WpProj hits CRAN!

This package was quite a mess. It was the first one I’d ever decided to do and filled with na”ivet’e and hubris, I thought it would be a good idea to make a package to load all my functions. It definitely took a long time—especially because a lot of the code was adapting someone else’s C++ code to run for my purpose!—but I think it’s not too bad. There are some places I see that would be obvious places to improve the models but required more work than I currently have time to put in, unfortunately.

What does the package do?

Basically, this package was my round about way of re-inventing \(L_p\) regression. Only slightly kidding. The basic idea is as follows.

Say you have some arbitrarily complex model, \(f\), that takes covariates \(x\), and generates a set of predictions, call them \(\hat{y}\in \mathcal{Y}\), that follow a distribution \(\mu\), with an empirical counterpart \(\hat{\mu}\). Now say this model is really hard to interpret how the \(x\)’s affect the predictions. Let’s say we have another class of models, \(g\), that are easy to interpret. Say these are linear models that typically have the form \(x\beta\). We will denote predictions from this model as \(\hat{\eta}\) and let them have some unspecified distribution \(\nu\) and empirical counterpart \(\hat{\nu}\). (Note that since the \(x\)’s are considered fixed, the distribution is actually coming from the \(\beta\)’s, i.e. \(x\beta \sim \nu\))

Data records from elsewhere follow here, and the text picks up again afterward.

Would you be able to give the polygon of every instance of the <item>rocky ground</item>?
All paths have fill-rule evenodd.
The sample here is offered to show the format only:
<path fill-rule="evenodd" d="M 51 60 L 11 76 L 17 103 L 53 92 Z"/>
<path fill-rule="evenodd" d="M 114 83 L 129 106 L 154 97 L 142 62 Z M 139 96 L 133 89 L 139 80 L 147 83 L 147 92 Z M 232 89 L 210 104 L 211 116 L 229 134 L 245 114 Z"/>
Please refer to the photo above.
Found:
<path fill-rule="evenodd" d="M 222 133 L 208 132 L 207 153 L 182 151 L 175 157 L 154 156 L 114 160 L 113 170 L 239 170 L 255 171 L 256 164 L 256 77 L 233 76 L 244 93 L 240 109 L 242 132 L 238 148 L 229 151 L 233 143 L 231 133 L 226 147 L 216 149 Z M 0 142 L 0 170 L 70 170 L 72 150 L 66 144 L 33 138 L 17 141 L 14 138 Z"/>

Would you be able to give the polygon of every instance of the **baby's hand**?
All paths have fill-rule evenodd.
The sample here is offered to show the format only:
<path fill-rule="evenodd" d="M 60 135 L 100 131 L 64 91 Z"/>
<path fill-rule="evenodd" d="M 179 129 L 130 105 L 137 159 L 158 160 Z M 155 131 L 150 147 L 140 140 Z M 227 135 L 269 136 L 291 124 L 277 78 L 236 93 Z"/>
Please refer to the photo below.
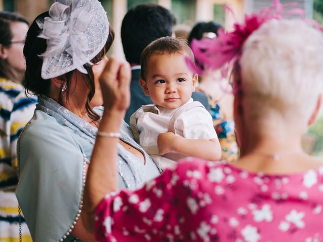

It’d be nice if we could use this set of interpretable models from \(g\) to help us understand what’s happening in \(f\). Ideally, these models in \(g\) would be close in some sense to \(f\). We desire

  1. Fidelity: predictions from our \(g\) models should be close to \(f\)
  2. Interpretability: we should be able to understand what’s happening in \(g\). This also implies our models can’t have too many coefficients.

Let’s address each of these in turn. For 1, we need some way of ensuring predictive distributions are close to one another. One such metric is the \(p\)-Wasserstein distance, defined as

\[W_p(\hat{\mu}, \hat{\nu}) = \left( \inf_\pi \int \|\hat{y} - \hat{\nu}\|^p \pi(d\hat{y}, d\hat{\nu}) \right)^{1/p}.\]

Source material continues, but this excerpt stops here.